Take smart city parking, for example. One way to optimize parking is to put a video camera (similar to surveillance cameras!) at every street corner and monitor who parks where and when. This allows the municipality to automatically start the billing process for parking slots and let people know where the empty spots are located. Traditionally, this would require sending a live video feed to the cloud for processing. This creates a huge privacy issue: the municipality only needs to know the car’s license number to start the billing process. However, a live video feed contains much more information, like who is riding in the car with whom, creating a huge privacy issue. This is precisely where tinyML comes into play: tinyML lets you process the live video feed on resource-constrained devices in the field without sending it to the cloud. In this case, the only thing that would be sent to the cloud is the license plate number, and with that, the privacy issue is gone. The raw video would never leave the camera.

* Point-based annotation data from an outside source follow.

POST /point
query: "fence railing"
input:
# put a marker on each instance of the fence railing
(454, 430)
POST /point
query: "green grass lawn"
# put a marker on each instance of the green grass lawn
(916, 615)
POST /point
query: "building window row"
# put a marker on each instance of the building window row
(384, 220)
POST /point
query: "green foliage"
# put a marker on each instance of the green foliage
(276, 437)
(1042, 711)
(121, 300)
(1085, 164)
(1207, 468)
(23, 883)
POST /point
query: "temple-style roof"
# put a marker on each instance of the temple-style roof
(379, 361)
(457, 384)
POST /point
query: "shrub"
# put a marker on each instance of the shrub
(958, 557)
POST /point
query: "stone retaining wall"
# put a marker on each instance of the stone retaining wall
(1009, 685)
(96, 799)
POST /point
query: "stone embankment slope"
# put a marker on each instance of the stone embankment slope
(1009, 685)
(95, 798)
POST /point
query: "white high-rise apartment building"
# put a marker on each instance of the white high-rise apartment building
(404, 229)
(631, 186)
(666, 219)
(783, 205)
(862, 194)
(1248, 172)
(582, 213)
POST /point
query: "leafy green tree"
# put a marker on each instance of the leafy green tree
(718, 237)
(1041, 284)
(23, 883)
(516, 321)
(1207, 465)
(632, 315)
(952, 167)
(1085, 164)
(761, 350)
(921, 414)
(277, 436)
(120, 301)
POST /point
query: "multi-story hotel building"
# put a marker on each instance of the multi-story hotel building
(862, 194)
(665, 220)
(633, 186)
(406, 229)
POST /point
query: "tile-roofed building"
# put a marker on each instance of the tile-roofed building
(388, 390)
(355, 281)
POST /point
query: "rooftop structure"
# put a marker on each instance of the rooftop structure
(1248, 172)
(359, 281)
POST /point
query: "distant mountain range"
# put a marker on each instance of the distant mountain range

The Environmental Impact of AI Evolution

 The combination of IoT and tinyML will also play a central role in helping organizations meet Environmental, Social, and Governance (ESG) goals. Environmental monitoring projects leverage IoT technologies to collect field data such as air quality, water quality, noise levels, etc. Traditionally, scanning the data for abnormal events would involve transmitting the data to the cloud and applying an Anomaly Detection algorithm. With tinyML, these battery-powered IoT devices can perform Anomaly Detection and other Machine Learning tasks in the field. This eliminates the latency introduced by transmitting data to the cloud for analysis and extends the battery life of the devices as well. 


 Machine learning and tiny IoT devices were like chalk and cheese in the past. It was nearly impossible to apply machine learning to these tiny devices. Machine learning was therefore done only in the cloud. As tinyML matures from a niche research field to a production-grade technology, billions of tiny IoT devices can now leverage machine learning. The fusion of IoT and Machine Learning opens the door for many new applications in a wide variety of industries. This, in turn, will increase the adoption of IoT technologies and boost the digitalization of cities and other legacy industries such as critical infrastructure, environmental monitoring, and transportation.